Perhaps the best option is to purchase wireless access points such as the D-Link DAP-1522 ($54.99; www.dlink.com) or the TrendNet TEW-637AP ($43.99; www.trendnet.com) and strategically place them in areas of the office that have weak or no signal coverage. To connect wireless access points back to the router, you can use a powerline networking kit such as the TrendNet TPL-303E2K ($79.99) or the Netgear XAVB101-100NAS ($105; www.netgear.com), which allows you to send data over the office’s electrical system, rather than stringing Ethernet cable. You can even connect a wired switch to a powerline module, so a group of users who need even better connectivity can plug into the network via Ethernet.

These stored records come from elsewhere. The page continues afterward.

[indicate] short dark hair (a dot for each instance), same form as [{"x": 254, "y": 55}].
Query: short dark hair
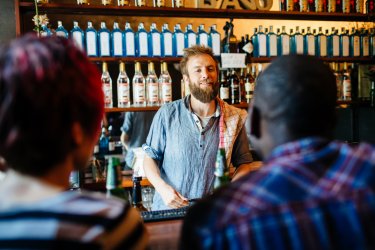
[
  {"x": 46, "y": 85},
  {"x": 301, "y": 92},
  {"x": 194, "y": 51}
]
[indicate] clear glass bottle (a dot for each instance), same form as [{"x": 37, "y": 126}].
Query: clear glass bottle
[
  {"x": 107, "y": 86},
  {"x": 165, "y": 84},
  {"x": 123, "y": 88},
  {"x": 139, "y": 86},
  {"x": 152, "y": 86}
]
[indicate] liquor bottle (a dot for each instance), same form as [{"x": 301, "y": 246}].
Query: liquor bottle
[
  {"x": 137, "y": 194},
  {"x": 139, "y": 86},
  {"x": 271, "y": 43},
  {"x": 262, "y": 42},
  {"x": 249, "y": 85},
  {"x": 141, "y": 41},
  {"x": 224, "y": 87},
  {"x": 165, "y": 84},
  {"x": 346, "y": 84},
  {"x": 77, "y": 35},
  {"x": 202, "y": 36},
  {"x": 344, "y": 43},
  {"x": 91, "y": 40},
  {"x": 129, "y": 41},
  {"x": 61, "y": 31},
  {"x": 114, "y": 180},
  {"x": 117, "y": 38},
  {"x": 104, "y": 40},
  {"x": 283, "y": 42},
  {"x": 166, "y": 41},
  {"x": 190, "y": 36},
  {"x": 309, "y": 43},
  {"x": 111, "y": 140},
  {"x": 214, "y": 40},
  {"x": 354, "y": 44},
  {"x": 221, "y": 170},
  {"x": 123, "y": 88},
  {"x": 178, "y": 41},
  {"x": 364, "y": 43},
  {"x": 234, "y": 87},
  {"x": 154, "y": 41},
  {"x": 152, "y": 86},
  {"x": 103, "y": 143},
  {"x": 107, "y": 86},
  {"x": 297, "y": 42}
]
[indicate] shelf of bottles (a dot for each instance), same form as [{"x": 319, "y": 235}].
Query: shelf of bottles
[{"x": 115, "y": 10}]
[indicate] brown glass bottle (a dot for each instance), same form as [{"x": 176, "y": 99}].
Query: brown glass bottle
[{"x": 137, "y": 194}]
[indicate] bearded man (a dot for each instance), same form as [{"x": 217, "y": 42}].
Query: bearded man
[{"x": 184, "y": 137}]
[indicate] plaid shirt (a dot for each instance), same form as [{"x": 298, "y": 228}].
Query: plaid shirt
[{"x": 310, "y": 194}]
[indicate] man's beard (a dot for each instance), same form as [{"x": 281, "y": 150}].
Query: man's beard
[{"x": 204, "y": 95}]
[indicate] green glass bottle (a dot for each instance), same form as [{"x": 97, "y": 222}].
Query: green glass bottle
[{"x": 221, "y": 170}]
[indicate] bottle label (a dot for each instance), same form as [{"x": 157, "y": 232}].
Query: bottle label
[
  {"x": 215, "y": 42},
  {"x": 273, "y": 45},
  {"x": 104, "y": 44},
  {"x": 156, "y": 44},
  {"x": 143, "y": 44},
  {"x": 180, "y": 44},
  {"x": 129, "y": 41},
  {"x": 91, "y": 44},
  {"x": 345, "y": 46},
  {"x": 168, "y": 44},
  {"x": 117, "y": 44}
]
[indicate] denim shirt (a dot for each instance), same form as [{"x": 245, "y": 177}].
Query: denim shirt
[{"x": 186, "y": 152}]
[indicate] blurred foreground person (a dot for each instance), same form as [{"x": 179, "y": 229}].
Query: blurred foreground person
[
  {"x": 312, "y": 192},
  {"x": 51, "y": 105}
]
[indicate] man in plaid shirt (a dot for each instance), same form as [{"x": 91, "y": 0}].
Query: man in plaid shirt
[{"x": 312, "y": 192}]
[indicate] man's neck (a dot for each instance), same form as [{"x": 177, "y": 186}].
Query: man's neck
[{"x": 202, "y": 109}]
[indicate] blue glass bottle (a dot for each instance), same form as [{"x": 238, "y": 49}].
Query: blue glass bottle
[
  {"x": 283, "y": 42},
  {"x": 178, "y": 41},
  {"x": 104, "y": 39},
  {"x": 202, "y": 36},
  {"x": 190, "y": 36},
  {"x": 91, "y": 40},
  {"x": 271, "y": 43},
  {"x": 117, "y": 38},
  {"x": 214, "y": 40},
  {"x": 61, "y": 31},
  {"x": 154, "y": 41},
  {"x": 309, "y": 45},
  {"x": 166, "y": 41},
  {"x": 129, "y": 40},
  {"x": 141, "y": 41},
  {"x": 344, "y": 43},
  {"x": 77, "y": 35}
]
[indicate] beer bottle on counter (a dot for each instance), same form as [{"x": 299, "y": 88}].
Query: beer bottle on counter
[
  {"x": 221, "y": 170},
  {"x": 137, "y": 194}
]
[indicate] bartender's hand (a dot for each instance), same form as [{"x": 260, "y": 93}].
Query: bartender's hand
[{"x": 171, "y": 197}]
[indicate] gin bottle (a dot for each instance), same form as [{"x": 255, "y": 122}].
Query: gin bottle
[
  {"x": 117, "y": 38},
  {"x": 107, "y": 86},
  {"x": 129, "y": 40},
  {"x": 154, "y": 41},
  {"x": 139, "y": 86},
  {"x": 91, "y": 40},
  {"x": 141, "y": 41},
  {"x": 165, "y": 84},
  {"x": 152, "y": 86},
  {"x": 77, "y": 35},
  {"x": 61, "y": 31},
  {"x": 214, "y": 40},
  {"x": 178, "y": 41},
  {"x": 166, "y": 41},
  {"x": 123, "y": 88}
]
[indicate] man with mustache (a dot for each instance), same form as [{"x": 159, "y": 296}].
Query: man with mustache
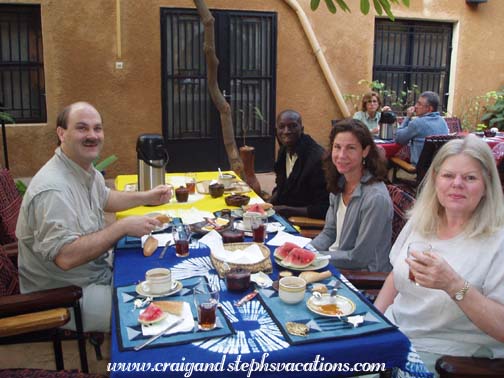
[
  {"x": 62, "y": 237},
  {"x": 300, "y": 183}
]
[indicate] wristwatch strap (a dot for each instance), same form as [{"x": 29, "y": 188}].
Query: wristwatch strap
[{"x": 459, "y": 295}]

A wireless network extender could help as well, but it might not be worth the cost savings. Rather than connecting to the network via a powerline or Ethernet wire, extenders simply catch the existing Wi-Fi signal and rebroadcast it. You need to place an extender in a location that is close to the weak zone you’re targeting but still within an area where the signal is strong. However, because they connect to the router wirelessly, and because these devices transmit and receive signals simultaneously, wireless extenders don’t provide as much throughput as wireless access points. “Half the time it receives, and half the time it transmits,” said D-Link’s Melfi. “You’re still better off [than having nothing], but the side effect is that your overall throughput is a little slower.”